Although processes are normally scheduled independently, using co-scheduling, to make sure that processes that must communicate are running at the same time, performance can be improved.
Fault tolerance is important in many distributed systems. It can be achieved using triple modular redundancy, active replication, or primary-backup replication. The two-army problem cannot be solved in the presence of unreliable communication, but the Byzantine generals problem can be solved if more than two-thirds of the processors are nonfaulty.
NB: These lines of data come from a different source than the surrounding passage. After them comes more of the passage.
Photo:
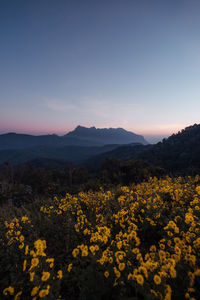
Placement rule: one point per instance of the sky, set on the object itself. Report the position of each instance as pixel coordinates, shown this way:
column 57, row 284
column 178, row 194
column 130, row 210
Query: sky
column 106, row 63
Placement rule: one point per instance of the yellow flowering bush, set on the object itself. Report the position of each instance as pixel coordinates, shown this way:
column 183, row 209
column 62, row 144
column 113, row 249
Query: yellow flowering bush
column 138, row 242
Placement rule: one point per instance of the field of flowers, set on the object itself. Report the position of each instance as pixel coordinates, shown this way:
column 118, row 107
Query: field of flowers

Finally, real-time distributed systems are also important. They come in two varieties: soft real time and hard real time. Event-triggered systems are interrupt driven, whereas time-triggered systems sample the external devices at fixed intervals. Real-time communication must use predictable protocols, such as token rings or TDMA. Both dynamic and static scheduling of tasks is possible. Dynamic scheduling happens at run time; static scheduling happens in advance.
PROBLEMS
1. In this problem you are to compare reading a file using a single-threaded file server and a multithreaded server. It takes 15 msec to get a request for work, dispatch it, and do the rest of the necessary processing, assuming that the data needed are in the block cache. If a disk operation is needed, as is the case one-third of the time, an additional 75 msec is required, during which time the thread sleeps. How many requests/sec can the server handle if it is single threaded? If it is multithreaded?
2. In Fig. 4-3 the register set is listed as a per-thread rather than a per-process item. Why? After all, the machine has only one set of registers.
3. In the text, we described a multithreaded file server, showing why it is better than a single-threaded server and a finite-state machine server. Are there any circumstances in which a single-threaded server might be better? Give an example.
4. In the discussion on global variables in threads, we used a procedure create_global to allocate storage for a pointer to the variable, rather than the variable itself. Is this essential, or could the procedures work with the values themselves just as well?
5. Consider a system in which threads are implemented entirely in user space, with the runtime system getting a clock interrupt once a second. Suppose that a clock interrupt occurs while some thread is executing in the runtime system. What problem might occur? Can you suggest a way to solve it?
6. Suppose that an operating system does not have anything like the SELECT system call to see in advance if it is safe to read from a file, pipe, or device, but it does allow alarm clocks to be set that interrupt blocked system calls. Is it possible to implement a threads package in user space under these conditions? Discuss.
7. In a certain workstation-based system, the workstations have local disks that hold the system binaries. When a new binary is released, it is sent to each workstation. However, some workstations may be down (or switched off) when this happens. Devise an algorithm that allows the updating to be done automatically, even though workstations are occasionally down.
8. Can you think of any other kinds of files that can safely be stored on user workstations of the type described in the preceding problem?
9. Would the scheme of Bershad et al. to make local RPCs go faster also work in a system with only one thread per process? How about with Peregrine?
10. When two users examine the registry in Fig. 4-12 simultaneously, they may accidentally pick the same idle workstation. How can the algorithm be subtly changed to prevent this race?
11. Imagine that a process is running remotely on a previously idle workstation, which, like all the workstations, is diskless. For each of the following UNIX system calls, tell whether it has to be forwarded back to the home machine:
(a) READ (get data from a file).
(b) IOCTL (change the mode of the controlling terminal).
(c) GETPID (return the process id).
12. Compute the response ratios for Fig. 4-15 using processor 1 as the benchmark processor. Which assignment minimizes the average response ratio?